Vegetable tanning, which laymen like to consider to be healthy and ecological, is not an option. Heinen: "Even the extraction of vegetable tanning agents is not problem-free. Above all, however, vegetable-tanned leather does not meet our requirements."
They are not water-repellent without sacrificing breathability and are simply too hard and heavy to meet consumers' demand for lighter, more flexible footwear. "They are completely unsuitable for modern outdoor shoes."
Tanners still need a lot of water. "But it makes a difference whether I use it where there is an abundance of water or in areas where water is scarce," Heinen explained. "Fortunately, we have a lot of water in Germany."
Yet he uses it as sparingly as possible. In his factory, about 100 liters of water per square meter of finished leather are used. Conventional tanneries consume three to four times as much. And of course he cleans it thoroughly before it is returned to the natural water cycle.
The technology for this has been available for years, according to the entrepreneur, "yet only a few use it." Here, too, Heinen said, "You have to want to implement all these measures."
And what about energy? In order to improve the energy balance and reduce CO2 emissions, Heinen relies on natural gas as an energy supplier and generates electricity in its own combined heat and power plant. Waste heat will also continue to be used and enables an energy efficiency of 97 to 98 percent.
Further electricity purchases come from renewable energy sources. For every square meter of leather (equivalent to three to four pairs of shoes), Heinen uses two kilograms of CO2. To compensate for this value, Heinen supports reforestation programs.
What does it look like in the Far East? "In very bad cases, the value of the CO2 balance abroad is 10 times higher," Heinen reported. The sunny regions, on the other hand, which can cover their electricity with solar collectors, would have advantages.
Corporate Social Responsibility (CSR) is also part of the sustainability theme. The German regulations for social security and occupational health and safety of employees are considered particularly strict worldwide, not only with regard to the Far East. "North of us there is no more tannery for shoe leather, south only in Italy and some in the east. But even in comparison to Europe, there are relevant differences in the regulations," Heinen explained.
Outdoor brands account for one third of Heinen's customer base. Some of them have been working together with the leather factory for generations, such as Meindl. Lukas Meindl appreciates the quality of the leather: "High-quality leather is the most important component of a high-quality mountaineering boot and high quality is interpreted today as part of sustainability."
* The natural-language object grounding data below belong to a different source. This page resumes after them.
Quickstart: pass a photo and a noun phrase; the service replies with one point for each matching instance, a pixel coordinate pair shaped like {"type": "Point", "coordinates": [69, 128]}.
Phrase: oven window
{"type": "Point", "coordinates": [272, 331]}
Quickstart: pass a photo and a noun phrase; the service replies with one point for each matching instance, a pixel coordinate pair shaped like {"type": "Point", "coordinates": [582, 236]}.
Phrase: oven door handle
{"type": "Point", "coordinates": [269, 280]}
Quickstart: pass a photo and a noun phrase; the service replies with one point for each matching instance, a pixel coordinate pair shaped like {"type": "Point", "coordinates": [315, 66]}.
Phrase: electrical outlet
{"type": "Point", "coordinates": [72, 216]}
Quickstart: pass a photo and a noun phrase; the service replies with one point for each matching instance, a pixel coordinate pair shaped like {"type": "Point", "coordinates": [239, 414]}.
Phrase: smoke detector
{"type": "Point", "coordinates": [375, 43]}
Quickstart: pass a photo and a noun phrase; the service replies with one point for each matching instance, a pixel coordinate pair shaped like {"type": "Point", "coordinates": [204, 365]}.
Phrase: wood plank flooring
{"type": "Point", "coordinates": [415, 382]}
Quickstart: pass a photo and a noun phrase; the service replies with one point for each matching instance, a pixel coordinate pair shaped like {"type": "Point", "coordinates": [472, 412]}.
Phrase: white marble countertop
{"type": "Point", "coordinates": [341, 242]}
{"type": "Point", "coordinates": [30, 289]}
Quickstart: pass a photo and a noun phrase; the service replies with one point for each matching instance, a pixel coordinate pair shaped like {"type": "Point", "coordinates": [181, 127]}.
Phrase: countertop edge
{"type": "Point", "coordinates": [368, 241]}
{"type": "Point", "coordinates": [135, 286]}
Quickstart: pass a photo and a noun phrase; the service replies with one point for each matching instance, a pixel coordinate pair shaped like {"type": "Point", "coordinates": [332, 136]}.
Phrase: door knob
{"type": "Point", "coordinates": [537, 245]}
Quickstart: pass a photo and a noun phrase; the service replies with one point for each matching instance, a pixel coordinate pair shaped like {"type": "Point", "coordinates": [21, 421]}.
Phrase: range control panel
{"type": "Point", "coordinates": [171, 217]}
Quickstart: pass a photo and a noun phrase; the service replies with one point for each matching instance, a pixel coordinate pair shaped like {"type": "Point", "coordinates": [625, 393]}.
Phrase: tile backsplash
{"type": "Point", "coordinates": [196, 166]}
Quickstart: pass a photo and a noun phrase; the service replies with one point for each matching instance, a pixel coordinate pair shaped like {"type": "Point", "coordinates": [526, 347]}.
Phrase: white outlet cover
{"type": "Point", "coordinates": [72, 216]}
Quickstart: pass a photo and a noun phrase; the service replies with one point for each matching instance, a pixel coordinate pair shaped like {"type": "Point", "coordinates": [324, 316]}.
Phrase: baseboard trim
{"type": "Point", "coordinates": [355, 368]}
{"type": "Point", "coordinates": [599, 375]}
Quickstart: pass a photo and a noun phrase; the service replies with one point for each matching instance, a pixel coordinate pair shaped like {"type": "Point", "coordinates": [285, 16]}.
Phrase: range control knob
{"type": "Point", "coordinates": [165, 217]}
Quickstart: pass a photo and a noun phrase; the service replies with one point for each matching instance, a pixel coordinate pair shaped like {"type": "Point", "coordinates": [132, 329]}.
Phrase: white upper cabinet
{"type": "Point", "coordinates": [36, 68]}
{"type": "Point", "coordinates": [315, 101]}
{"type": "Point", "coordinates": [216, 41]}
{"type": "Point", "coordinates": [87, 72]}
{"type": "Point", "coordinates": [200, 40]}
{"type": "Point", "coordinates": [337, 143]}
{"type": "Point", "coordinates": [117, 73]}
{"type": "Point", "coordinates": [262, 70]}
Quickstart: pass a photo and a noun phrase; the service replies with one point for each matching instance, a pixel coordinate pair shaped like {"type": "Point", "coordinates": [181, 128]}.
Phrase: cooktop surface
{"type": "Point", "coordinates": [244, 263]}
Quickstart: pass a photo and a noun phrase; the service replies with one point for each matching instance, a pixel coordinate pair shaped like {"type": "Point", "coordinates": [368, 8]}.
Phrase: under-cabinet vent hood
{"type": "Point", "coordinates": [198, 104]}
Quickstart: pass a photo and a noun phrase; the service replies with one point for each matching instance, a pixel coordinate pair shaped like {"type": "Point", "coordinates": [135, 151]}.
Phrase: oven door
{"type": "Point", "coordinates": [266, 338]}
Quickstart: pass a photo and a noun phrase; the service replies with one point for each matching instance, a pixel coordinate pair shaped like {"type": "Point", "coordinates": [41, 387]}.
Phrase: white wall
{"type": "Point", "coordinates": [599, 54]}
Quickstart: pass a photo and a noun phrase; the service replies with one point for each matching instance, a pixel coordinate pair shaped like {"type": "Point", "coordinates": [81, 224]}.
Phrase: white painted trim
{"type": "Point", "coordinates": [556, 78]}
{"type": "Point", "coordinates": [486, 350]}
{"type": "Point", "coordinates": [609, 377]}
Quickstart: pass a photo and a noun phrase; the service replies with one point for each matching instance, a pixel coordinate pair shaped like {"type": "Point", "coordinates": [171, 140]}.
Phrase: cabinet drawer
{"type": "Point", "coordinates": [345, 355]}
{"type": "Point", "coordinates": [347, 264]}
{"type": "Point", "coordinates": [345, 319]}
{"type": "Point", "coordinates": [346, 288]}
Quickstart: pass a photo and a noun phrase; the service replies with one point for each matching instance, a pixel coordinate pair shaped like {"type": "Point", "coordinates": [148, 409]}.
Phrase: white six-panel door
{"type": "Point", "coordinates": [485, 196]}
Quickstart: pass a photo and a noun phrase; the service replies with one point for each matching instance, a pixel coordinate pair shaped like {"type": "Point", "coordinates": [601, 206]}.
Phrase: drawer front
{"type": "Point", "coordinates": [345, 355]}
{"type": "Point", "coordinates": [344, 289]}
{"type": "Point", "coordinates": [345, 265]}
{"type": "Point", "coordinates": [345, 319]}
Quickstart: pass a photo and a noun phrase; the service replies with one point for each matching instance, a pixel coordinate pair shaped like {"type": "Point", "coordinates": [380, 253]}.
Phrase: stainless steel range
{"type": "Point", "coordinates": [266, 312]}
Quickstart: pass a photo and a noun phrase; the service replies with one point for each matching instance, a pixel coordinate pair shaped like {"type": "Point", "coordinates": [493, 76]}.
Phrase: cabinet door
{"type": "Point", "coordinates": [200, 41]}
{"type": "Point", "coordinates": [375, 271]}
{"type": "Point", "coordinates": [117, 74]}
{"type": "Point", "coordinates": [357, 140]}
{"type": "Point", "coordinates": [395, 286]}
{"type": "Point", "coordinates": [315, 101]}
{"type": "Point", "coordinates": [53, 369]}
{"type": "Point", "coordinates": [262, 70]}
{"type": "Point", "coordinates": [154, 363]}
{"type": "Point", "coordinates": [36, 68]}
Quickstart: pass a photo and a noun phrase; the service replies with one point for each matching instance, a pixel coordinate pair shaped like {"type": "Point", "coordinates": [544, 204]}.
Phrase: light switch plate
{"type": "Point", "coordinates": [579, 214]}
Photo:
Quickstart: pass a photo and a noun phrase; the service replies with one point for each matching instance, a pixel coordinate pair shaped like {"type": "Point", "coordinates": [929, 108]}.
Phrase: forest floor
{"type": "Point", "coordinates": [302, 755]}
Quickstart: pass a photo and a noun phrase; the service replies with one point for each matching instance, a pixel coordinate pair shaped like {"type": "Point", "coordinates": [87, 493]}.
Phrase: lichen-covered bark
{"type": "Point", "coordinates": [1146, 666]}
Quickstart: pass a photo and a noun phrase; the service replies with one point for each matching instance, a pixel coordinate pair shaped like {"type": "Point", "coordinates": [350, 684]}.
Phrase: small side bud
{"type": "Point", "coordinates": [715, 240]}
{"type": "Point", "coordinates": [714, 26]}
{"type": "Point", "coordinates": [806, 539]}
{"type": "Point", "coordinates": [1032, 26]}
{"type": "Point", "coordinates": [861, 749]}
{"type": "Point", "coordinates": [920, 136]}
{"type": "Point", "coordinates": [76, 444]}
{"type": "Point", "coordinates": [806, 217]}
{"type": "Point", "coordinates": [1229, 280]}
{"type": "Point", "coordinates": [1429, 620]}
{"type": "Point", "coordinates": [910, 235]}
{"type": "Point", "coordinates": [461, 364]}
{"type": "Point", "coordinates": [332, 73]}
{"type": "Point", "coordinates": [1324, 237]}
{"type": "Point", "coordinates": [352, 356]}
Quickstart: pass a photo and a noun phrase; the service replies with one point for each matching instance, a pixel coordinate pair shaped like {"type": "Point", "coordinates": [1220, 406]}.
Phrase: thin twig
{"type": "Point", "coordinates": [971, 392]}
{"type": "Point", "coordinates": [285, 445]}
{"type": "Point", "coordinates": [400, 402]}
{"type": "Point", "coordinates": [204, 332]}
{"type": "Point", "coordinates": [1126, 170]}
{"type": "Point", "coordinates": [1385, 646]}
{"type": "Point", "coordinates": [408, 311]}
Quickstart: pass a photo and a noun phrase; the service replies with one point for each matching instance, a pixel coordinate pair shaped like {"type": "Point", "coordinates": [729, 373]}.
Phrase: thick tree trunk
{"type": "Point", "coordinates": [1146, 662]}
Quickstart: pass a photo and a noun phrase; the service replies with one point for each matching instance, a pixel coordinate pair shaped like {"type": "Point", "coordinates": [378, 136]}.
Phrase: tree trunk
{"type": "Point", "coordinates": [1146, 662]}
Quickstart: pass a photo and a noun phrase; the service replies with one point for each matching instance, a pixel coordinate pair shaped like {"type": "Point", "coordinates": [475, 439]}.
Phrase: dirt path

Good mountaineering boots can easily last ten to fifteen years with good care. If you have them resoled, you can extend their stability by another few years. "We put a lot of energy into a shoe, but we compensate this with its longevity," said Meindl.
In its identity line, Meindl also offers transparency as to the origin of the leather: the consumer can trace the exact farm from which the animal originated in the region by means of a code on the product. Meindl: "Only Heinen can do such a thing." The price of leather, on the other hand, does not scare the brands. Thomas Heinen: "We are not significantly more expensive and this shows that the ecological orientation of a tannery can be implemented."